At Zimmerman’s first hearing, on April 12, Judge Mark E. Herr ruled that “any documents filed after the probable-cause affidavit are to be sealed.” Mark O’Mara, Zimmerman’s lawyer, had requested the ruling, and it was accepted without objection at the time.
But on Monday, attorneys for a consortium of media outlets—including The New York Times, the Associated Press, CNN and McClatchy—filed a nine-page motion opposing the sealing order, but even that motion itself appeared to be sealed. (Newsweek and The Daily Beast were not a part of the consortium.) Reporters seeking copies from the Seminole County court clerk were turned down on account of the order.
The five-story criminal court building is just down the road from the large detention center where Zimmerman is currently being held in Sanford.
The Daily Beast obtained the media consortium’s motion to unseal the documents from Holland & Knight, the law firm for the consortium. The motion argues that Zimmerman “must show that the release of such additional information will deprive him of his right to a fair trial, which is a showing he cannot make.”
Scott Ponce, a Holland & Knight partner, said it is not unprecedented to seal a docket, but that it is unusual to do it without giving the public or the media a chance to weigh in. “For an initial hearing,” Ponce said, “for a judge to seal something, having not seen the records, and just say, ‘We are going to seal the records,’ is unusual.”
A spokeswoman for Angela Corey, the state attorney for the Jacksonville area who is serving as the special prosecutor in the case, declined to comment on the sealed records today, saying, “We will argue the issue in court.” Mr.

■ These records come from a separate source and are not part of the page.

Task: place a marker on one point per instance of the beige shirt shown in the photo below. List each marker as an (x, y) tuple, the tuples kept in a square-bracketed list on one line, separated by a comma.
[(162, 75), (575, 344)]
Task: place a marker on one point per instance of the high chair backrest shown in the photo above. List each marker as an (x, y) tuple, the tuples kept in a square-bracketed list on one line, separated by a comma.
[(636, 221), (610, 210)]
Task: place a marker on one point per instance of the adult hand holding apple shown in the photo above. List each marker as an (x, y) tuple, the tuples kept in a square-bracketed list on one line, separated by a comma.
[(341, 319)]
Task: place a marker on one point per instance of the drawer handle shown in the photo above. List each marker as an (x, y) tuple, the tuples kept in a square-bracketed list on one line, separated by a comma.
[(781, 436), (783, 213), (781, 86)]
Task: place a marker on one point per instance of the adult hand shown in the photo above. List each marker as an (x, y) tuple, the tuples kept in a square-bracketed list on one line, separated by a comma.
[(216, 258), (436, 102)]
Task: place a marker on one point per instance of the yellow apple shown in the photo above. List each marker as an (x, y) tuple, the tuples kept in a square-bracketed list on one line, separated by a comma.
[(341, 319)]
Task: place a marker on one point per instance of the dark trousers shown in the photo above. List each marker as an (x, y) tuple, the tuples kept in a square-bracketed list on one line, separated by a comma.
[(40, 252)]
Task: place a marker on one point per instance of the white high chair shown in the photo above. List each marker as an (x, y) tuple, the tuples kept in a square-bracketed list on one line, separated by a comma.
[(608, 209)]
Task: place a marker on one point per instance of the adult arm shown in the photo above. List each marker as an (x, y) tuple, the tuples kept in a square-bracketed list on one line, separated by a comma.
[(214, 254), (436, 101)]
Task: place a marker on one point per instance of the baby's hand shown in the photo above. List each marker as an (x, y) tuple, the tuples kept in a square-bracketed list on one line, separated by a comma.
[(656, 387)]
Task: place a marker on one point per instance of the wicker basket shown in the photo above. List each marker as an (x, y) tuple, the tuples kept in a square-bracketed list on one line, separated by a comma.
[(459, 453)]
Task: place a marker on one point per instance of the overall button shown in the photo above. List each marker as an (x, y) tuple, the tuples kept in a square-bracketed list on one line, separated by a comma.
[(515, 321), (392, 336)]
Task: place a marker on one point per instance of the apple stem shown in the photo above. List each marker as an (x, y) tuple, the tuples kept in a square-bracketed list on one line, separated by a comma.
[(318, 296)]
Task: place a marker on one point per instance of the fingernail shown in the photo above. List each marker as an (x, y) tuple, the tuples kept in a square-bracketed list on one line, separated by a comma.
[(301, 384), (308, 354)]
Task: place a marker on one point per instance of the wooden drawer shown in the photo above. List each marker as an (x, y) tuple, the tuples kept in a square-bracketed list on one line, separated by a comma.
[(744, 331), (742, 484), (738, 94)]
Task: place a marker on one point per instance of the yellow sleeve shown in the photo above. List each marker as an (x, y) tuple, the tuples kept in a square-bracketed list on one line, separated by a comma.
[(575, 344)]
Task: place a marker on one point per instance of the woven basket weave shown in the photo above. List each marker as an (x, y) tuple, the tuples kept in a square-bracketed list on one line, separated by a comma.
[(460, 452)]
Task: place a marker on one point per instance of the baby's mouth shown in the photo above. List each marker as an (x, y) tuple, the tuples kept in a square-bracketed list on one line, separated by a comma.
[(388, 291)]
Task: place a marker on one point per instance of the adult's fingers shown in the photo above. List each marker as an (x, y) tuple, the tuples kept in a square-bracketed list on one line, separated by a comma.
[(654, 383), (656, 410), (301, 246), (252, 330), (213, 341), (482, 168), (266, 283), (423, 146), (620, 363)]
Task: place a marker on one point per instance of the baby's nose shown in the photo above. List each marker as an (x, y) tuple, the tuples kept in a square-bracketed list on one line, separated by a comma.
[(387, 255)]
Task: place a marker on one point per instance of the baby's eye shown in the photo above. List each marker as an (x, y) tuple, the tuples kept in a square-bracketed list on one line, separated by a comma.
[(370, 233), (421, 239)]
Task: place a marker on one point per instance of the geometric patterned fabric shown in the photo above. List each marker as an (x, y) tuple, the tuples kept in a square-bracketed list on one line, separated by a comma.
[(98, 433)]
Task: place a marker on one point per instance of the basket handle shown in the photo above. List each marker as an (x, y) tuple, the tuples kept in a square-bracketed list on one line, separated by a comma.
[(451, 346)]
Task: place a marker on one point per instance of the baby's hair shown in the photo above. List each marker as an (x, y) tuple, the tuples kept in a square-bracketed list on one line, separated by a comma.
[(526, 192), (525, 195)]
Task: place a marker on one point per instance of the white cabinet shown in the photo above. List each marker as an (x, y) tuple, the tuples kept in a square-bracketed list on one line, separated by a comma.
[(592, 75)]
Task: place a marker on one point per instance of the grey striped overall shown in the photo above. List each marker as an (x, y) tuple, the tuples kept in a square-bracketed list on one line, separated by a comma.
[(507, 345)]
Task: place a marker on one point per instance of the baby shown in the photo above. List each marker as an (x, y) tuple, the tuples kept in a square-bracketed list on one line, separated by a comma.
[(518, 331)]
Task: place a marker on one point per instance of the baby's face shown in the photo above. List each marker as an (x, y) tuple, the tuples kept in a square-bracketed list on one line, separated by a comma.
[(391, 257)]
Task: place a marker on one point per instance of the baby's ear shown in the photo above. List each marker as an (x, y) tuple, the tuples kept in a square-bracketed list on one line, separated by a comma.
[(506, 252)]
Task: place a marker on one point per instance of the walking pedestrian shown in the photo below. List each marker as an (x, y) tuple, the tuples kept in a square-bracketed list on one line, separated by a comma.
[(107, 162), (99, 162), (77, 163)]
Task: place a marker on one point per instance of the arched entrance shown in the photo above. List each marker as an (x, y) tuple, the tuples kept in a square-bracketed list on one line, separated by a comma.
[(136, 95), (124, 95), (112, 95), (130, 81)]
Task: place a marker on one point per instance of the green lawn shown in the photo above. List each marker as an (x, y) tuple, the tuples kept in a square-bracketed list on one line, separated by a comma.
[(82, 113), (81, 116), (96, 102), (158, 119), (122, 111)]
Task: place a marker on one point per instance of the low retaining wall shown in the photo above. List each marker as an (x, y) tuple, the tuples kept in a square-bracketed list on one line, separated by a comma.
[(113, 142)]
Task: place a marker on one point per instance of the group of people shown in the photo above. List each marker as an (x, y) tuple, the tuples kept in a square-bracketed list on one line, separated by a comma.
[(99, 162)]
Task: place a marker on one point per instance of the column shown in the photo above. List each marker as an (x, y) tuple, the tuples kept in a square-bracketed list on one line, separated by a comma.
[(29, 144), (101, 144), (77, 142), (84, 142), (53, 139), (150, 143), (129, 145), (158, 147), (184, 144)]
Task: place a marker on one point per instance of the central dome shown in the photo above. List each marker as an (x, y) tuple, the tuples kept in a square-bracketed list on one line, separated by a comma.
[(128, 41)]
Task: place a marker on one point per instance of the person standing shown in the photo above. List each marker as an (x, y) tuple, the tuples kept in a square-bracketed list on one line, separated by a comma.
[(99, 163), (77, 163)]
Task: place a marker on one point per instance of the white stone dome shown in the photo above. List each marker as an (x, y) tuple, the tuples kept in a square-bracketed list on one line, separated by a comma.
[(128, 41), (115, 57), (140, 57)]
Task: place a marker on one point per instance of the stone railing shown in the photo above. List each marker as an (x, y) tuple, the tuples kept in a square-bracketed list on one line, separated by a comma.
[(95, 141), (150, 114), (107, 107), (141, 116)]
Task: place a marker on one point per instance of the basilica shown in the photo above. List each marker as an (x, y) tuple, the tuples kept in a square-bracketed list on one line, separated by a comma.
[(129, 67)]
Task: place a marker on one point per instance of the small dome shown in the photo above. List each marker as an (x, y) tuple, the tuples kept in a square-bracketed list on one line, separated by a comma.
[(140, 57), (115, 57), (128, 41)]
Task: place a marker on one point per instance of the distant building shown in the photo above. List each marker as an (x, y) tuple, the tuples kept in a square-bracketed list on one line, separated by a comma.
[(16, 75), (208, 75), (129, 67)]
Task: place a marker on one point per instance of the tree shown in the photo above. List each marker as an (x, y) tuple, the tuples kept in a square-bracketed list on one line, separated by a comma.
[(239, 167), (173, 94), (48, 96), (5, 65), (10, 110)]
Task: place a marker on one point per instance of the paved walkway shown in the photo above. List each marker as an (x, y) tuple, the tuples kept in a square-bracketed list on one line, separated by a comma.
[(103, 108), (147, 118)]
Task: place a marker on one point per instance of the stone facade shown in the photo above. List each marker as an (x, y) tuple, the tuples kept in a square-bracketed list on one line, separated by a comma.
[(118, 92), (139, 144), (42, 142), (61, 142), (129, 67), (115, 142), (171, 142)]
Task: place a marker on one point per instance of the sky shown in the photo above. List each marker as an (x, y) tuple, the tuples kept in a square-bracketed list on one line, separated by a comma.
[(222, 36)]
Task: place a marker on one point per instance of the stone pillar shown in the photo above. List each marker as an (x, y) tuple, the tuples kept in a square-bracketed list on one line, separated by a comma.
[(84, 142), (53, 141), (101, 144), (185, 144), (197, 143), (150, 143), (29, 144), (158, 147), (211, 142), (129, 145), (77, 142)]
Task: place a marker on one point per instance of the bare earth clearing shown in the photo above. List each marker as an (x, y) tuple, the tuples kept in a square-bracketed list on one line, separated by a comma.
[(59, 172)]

O’Mara’s office did not return repeated calls.
A more pressing issue than the secrecy, at least for moving the case forward, will be for officials to figure out which judge oversees the case. Judge Jessica Recksiedler, who was assigned last week, soon disclosed a possible conflict of interest: her husband is a law partner with a lawyer who commented on the case on television. On Friday, Zimmerman’s defense lawyer, Mark O’Mara, announced he would ask for her recusal.
Ponce acknowledged that the motion to unseal the case documents will have to wait until the question of the judge’s recusal is resolved. “I would think they want to get the recusal motion settled before everything,” he said.
As of Monday afternoon the state attorney’s office had said that a bond hearing would take place on Friday, but court officials don’t currently have the hearing listed and it is unclear what the recusal motion will mean for the hearing.
Confusion in high-profile cases is nothing new, say local legal experts.
“A good rule of thumb is the more serious the charge and the higher the public interest in terms of media, the more surreal a case gets,” said Professor George R. Dekle of the University of Florida Levin College of Law. “I don’t know if it’s a law of nature, but it’s my experience.”